En las próximas elecciones europeas, el Parlamento Europeo tendrá un papel decisivo para elegir al presidente de la Comisión Europea. Según Eurostat, ese aumento de competencias animaría a un 55% de los europeos a votar en los comicios. Pero en ocasiones no se trata de acumular más poder sino de saber gestionarlo. Andersdotter llama la atención sobre el asunto de esta manera: “muchos cargos de la UE evaden sus responsabilidades. La mayoría de los comisarios lo hace, sólo veo tomar partido por determinadas causas a Viviane Reding -comisaria de Justicia, Derechos Fundamentales y Ciudadanía- y aunque no coincido mucho con su forma de pensar, reconozco su mérito porque defiende propuestas en base a unos principios propios. Muchos eurodiputados compatriotas no votan mis propuestas porque pertenezco al grupo de los Verdes y ellos son conservadores, no porque no estén de acuerdo”.
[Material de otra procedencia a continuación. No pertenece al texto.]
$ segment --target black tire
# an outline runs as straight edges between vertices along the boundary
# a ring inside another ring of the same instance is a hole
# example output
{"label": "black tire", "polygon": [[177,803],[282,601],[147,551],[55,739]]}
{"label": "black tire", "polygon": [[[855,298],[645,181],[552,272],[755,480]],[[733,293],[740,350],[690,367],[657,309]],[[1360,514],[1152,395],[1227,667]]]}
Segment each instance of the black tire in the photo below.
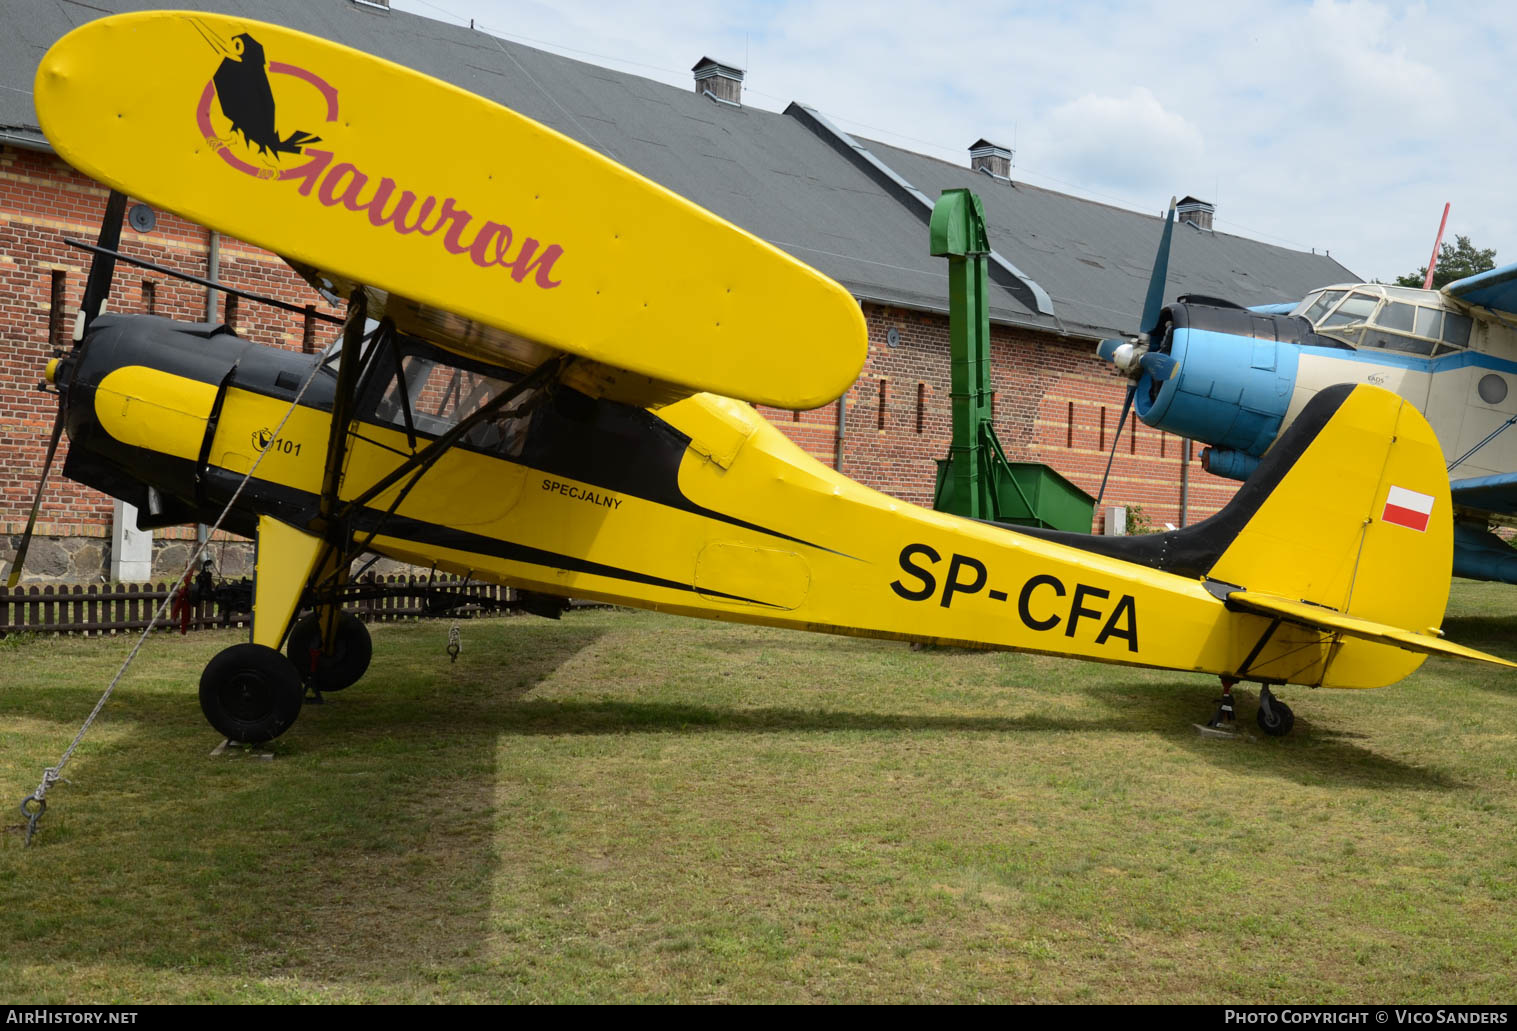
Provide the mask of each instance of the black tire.
{"label": "black tire", "polygon": [[200,711],[232,741],[272,741],[300,715],[305,688],[290,660],[261,644],[234,644],[200,674]]}
{"label": "black tire", "polygon": [[318,655],[316,668],[311,669],[311,650],[321,647],[321,621],[313,612],[295,624],[290,639],[285,642],[284,653],[295,664],[296,671],[311,676],[311,686],[321,692],[341,691],[358,683],[369,660],[374,657],[374,643],[369,640],[369,628],[357,616],[347,612],[337,615],[337,645],[331,655]]}
{"label": "black tire", "polygon": [[1291,707],[1278,698],[1271,698],[1269,700],[1269,710],[1273,714],[1274,719],[1266,717],[1264,715],[1264,707],[1262,705],[1259,707],[1259,713],[1255,717],[1259,724],[1259,729],[1270,737],[1284,737],[1286,734],[1289,734],[1291,728],[1296,725],[1296,714],[1291,712]]}

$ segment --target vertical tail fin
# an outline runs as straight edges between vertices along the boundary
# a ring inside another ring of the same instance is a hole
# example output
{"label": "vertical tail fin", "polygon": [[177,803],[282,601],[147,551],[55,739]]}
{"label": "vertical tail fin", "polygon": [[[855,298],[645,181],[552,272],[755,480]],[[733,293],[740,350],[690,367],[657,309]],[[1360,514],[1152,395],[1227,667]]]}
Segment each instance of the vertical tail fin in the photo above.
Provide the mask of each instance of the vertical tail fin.
{"label": "vertical tail fin", "polygon": [[1324,390],[1239,500],[1245,492],[1251,512],[1208,573],[1264,601],[1235,607],[1348,634],[1329,660],[1334,682],[1372,686],[1415,669],[1421,657],[1401,649],[1417,640],[1388,631],[1436,644],[1453,564],[1448,474],[1422,413],[1378,387]]}
{"label": "vertical tail fin", "polygon": [[[1271,475],[1276,465],[1285,468]],[[1442,620],[1453,566],[1449,481],[1438,438],[1412,405],[1378,387],[1323,391],[1249,488],[1267,494],[1213,579],[1404,629]]]}

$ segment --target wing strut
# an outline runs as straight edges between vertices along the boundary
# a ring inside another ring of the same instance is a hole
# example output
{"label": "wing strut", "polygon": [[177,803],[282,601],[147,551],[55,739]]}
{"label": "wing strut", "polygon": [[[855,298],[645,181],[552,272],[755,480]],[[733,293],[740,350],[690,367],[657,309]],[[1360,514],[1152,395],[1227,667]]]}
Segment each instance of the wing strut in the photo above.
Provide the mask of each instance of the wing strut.
{"label": "wing strut", "polygon": [[1497,426],[1490,433],[1487,433],[1485,435],[1485,439],[1484,440],[1482,440],[1480,443],[1476,444],[1474,447],[1470,448],[1464,454],[1460,455],[1458,458],[1456,458],[1452,462],[1450,462],[1448,464],[1448,471],[1449,472],[1453,472],[1455,469],[1459,468],[1465,462],[1469,461],[1469,459],[1475,454],[1476,451],[1479,451],[1481,448],[1485,447],[1491,441],[1495,440],[1498,436],[1500,436],[1501,434],[1505,433],[1507,430],[1511,429],[1514,424],[1517,424],[1517,415],[1512,416],[1506,422],[1502,423],[1500,426]]}
{"label": "wing strut", "polygon": [[[321,477],[320,528],[323,533],[332,528],[343,460],[348,455],[348,435],[353,430],[353,410],[357,406],[354,395],[358,392],[359,373],[364,364],[364,323],[368,321],[368,315],[368,293],[355,289],[348,302],[347,324],[342,329],[342,357],[337,365],[337,390],[332,397],[332,425],[327,436],[327,467]],[[370,353],[373,353],[372,349]],[[328,539],[332,538],[329,536]]]}

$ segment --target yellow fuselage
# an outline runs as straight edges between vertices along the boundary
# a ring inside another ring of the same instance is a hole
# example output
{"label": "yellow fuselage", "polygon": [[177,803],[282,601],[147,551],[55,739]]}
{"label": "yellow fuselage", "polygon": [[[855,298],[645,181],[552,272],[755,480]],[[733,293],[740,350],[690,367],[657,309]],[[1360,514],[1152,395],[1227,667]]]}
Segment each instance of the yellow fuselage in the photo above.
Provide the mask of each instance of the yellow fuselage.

La tasa de paro entre los menores de 25 se situaba en el 23,2% en diciembre del pasado año. Las eurodiputadas coinciden en que el desempleo de los jóvenes es la lacra más importante para la UE, seguido por el alejamiento que este sector de la población siente respecto de las instituciones comunitarias. La diputada italiana reparte la culpa entre los miembros de la Eurocámara y la prensa a la hora de comunicar qué hace Europa por los jóvenes más allá de las becas Erasmus. “La prensa habla siempre de Europa desde un punto de vista negativo” subraya, “en vez de explicar las oportunidades que ofrece, también en el campo laboral”.